Search This Blog

Wednesday 24 June 2020

Hyperconverged isn't a magic bullet (what the vendors woan't tell you)

Hi all,

and thank you for reading my blog. In recent years there has been a massive shift from a traditional three tried architecture (SAN Switching and Compute) to a Hyperconvered model (Storage and compute in the same tin). There are many attractions to this, some of the main "Sells" being that when you add compute and add storage, you add IOPS when you do this and the platform scales with you; It also saves on data centre space with the nodes typically being 2U or 4U without the need for a SAN head and disk shelves.

This all seems too good to be true and as a whole its a really sensible model. However, there are some major pitfalls in this design which means some workloads do not perform well on them, and not only that they would typically perform much worse than the SAN you have just replaced.

So what's the problem you ask?

Well let's take a traditional SAN from a vendor; This would have some spinning disks either in RAID 5 or 6 and most of the large vendors would accelerate this with a bank of SSD's for frequently accessed data (something like EMC Fast Cache for example). On a hyper-converged platform, for example, Nutanix, you have 4 JBOD drives with 2 SSD cache disks for frequently access data and typically this is furthermore cached in RAM. For that frequent access data, the Hyperconverege tin would have a lower latency in reading that data (assuming the VM is on the same piece of tin as where the data is) than a traditional SAN which would have to traverse some switching, either fibre channel or TCP/IP with iSCSI.

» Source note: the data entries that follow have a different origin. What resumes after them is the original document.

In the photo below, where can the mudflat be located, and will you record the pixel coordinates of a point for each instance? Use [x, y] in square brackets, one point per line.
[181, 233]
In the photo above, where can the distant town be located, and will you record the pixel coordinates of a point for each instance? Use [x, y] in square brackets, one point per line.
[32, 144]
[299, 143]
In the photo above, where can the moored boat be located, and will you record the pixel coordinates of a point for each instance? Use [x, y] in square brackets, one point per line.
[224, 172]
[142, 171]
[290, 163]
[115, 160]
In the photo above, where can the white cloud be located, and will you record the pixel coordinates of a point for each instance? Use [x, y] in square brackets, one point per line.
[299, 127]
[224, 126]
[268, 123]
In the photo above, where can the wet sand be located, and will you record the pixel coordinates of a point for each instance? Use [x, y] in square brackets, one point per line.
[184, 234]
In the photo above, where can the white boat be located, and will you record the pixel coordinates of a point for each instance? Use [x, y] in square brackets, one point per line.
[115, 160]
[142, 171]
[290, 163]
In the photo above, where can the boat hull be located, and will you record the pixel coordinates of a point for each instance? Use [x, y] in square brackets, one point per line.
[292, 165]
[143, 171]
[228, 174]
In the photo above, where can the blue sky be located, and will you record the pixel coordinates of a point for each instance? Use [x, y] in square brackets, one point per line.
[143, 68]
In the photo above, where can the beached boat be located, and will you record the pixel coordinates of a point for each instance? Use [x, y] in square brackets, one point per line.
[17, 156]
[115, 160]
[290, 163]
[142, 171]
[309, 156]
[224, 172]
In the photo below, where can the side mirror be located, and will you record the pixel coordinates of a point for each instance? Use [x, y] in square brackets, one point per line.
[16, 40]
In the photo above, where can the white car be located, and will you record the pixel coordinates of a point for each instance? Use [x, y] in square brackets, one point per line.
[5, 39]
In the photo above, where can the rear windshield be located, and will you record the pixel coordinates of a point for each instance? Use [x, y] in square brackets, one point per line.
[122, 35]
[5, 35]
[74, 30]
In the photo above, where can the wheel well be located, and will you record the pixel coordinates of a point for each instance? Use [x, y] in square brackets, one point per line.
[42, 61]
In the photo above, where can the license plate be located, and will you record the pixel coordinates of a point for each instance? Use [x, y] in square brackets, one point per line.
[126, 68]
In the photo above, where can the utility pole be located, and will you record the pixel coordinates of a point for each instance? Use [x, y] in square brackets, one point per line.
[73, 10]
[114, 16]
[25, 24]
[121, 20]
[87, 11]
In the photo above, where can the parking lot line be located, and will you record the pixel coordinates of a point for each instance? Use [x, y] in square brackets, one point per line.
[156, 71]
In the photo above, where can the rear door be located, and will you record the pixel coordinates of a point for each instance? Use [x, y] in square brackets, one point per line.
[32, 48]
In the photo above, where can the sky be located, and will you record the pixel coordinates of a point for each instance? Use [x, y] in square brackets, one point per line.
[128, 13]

But what about cold data, and not just cold data; data the is also sequentially read... and here lies the problem. Cold data is absolutely on the spinning disks and a lot of the hyper-converged vendors us an algorithm for data reads which when it sees a sequential read, typically will read that from the spinning disks also as its quicker than reading from SSD (SSD's work best for random reads).

Knowing this, if you think about the architecture of those spinnings disks we described at the start we have a SAN with RAID 5 or RAID 6 which the more spindles you add the faster it gets or the hyper-converged platform which is JBOD (single disks). The fastest a Hyperconverged platform can read cold data or sequential reads is as fast as a single disk can read that data (100 - 140 IOPS) whereas a traditional SAN could be 10x, 20x etc faster depending on the number of spindles used to create that RAID set.

If that disk is also reading or writing data for another VM at the same time, then due to the head moving across that platter of the disk performance could be a lot worse then the 100 - 140 IOPS as well (try running multiple VM's on your desktop PC for example).

So, while hyper-converged provides a great platform for a lot of companies, if your workload is, for example, replicating data between VM's, running data warehousing reports on an infrequent basis or something similar then hyper-converged might not be the right decision for you.

Also just as a final thought. You could absolutely use hyper-converged as you compute platform but also complement this with a traditional SAN for those workloads that don't fit well on them.